Founded in 2006 as the signature program of the Center for Community Development and Civil Rights (CDCR), ADA has reached over 19,000 parents through a free 10-week interventional program that teaches them how to create a positive learning environment at home, build self-esteem, and work with their child’s teacher to prepare for post-secondary education.  Over 41,000 Maricopa County students have a parent who has attended an American Dream Academy program.

Marianne Cracchiolo Mago, president of The Steele Foundation, says support of the program was a natural fit for them.  “It goes right to the heart of what we have to address for success both economically and socially – strengthening our families, increasing graduation rates, and creating true generational change.”

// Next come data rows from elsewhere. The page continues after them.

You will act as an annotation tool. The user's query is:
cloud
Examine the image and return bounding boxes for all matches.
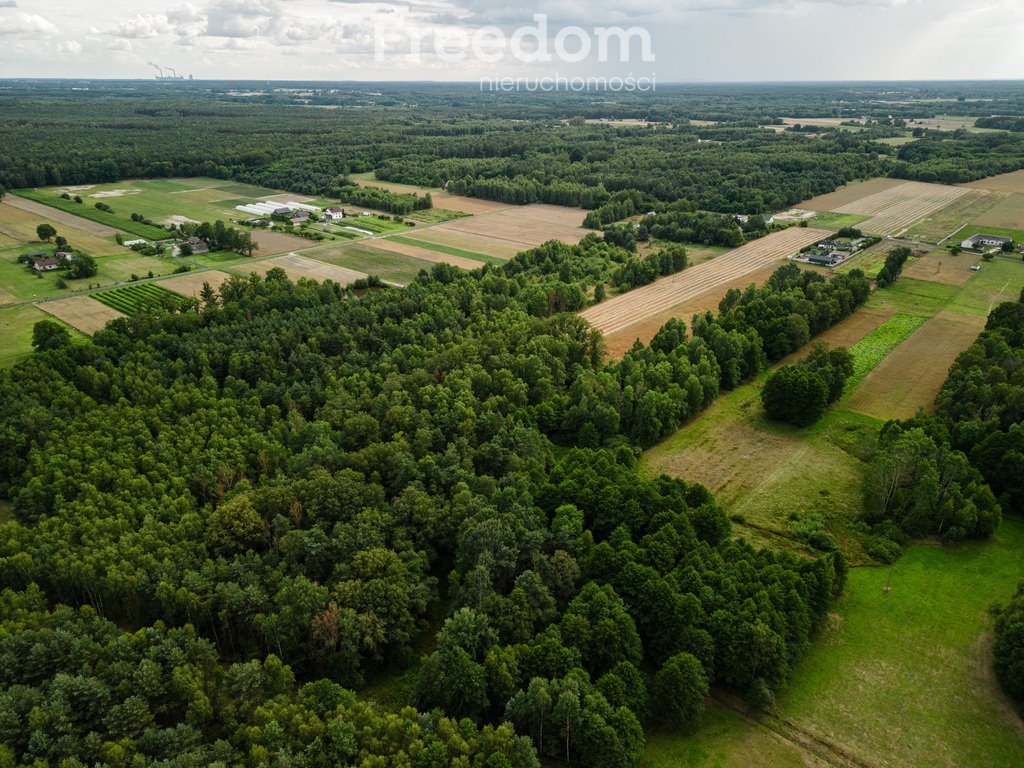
[0,13,59,37]
[109,13,171,40]
[204,0,283,38]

ADA has worked in more than 125 Title 1 schools, returning to some of them each year, since its founding.  In doing so, it has become a model of university and community partnership by providing the means for disenfranchised populations to access mainstream opportunities in both the community and university setting.  In 2009, ADA won the C. Peter Magrath University Community Engagement Award from the Association of Public and Land-grant Universities, the oldest higher education association in America.

The Steele Foundation’s investment will be used to help ADA work at a larger scale and have greater impact on the future college going rates of low-income populations in Maricopa County. “Parental understanding of the education system and increased involvement in the lives of their children will help Arizona to become a stronger competitor nationally and globally,” says Mago.

Founded in 1980 by Horace W. Steele, The Steele Foundation has awarded more than $60 million in grants to over 300 nonprofit organizations throughout Arizona.

“The Steele Foundation recognizes the unprecedented and complex challenges future generations will face, and realizes that we must begin preparing them now,” says Alejandro Perilla, director of CDCR.  “Programs that work with large constituencies need to grow at a rapid pace in order to have any chance of being effective. Partners like The Steele Foundation allow us to do that.”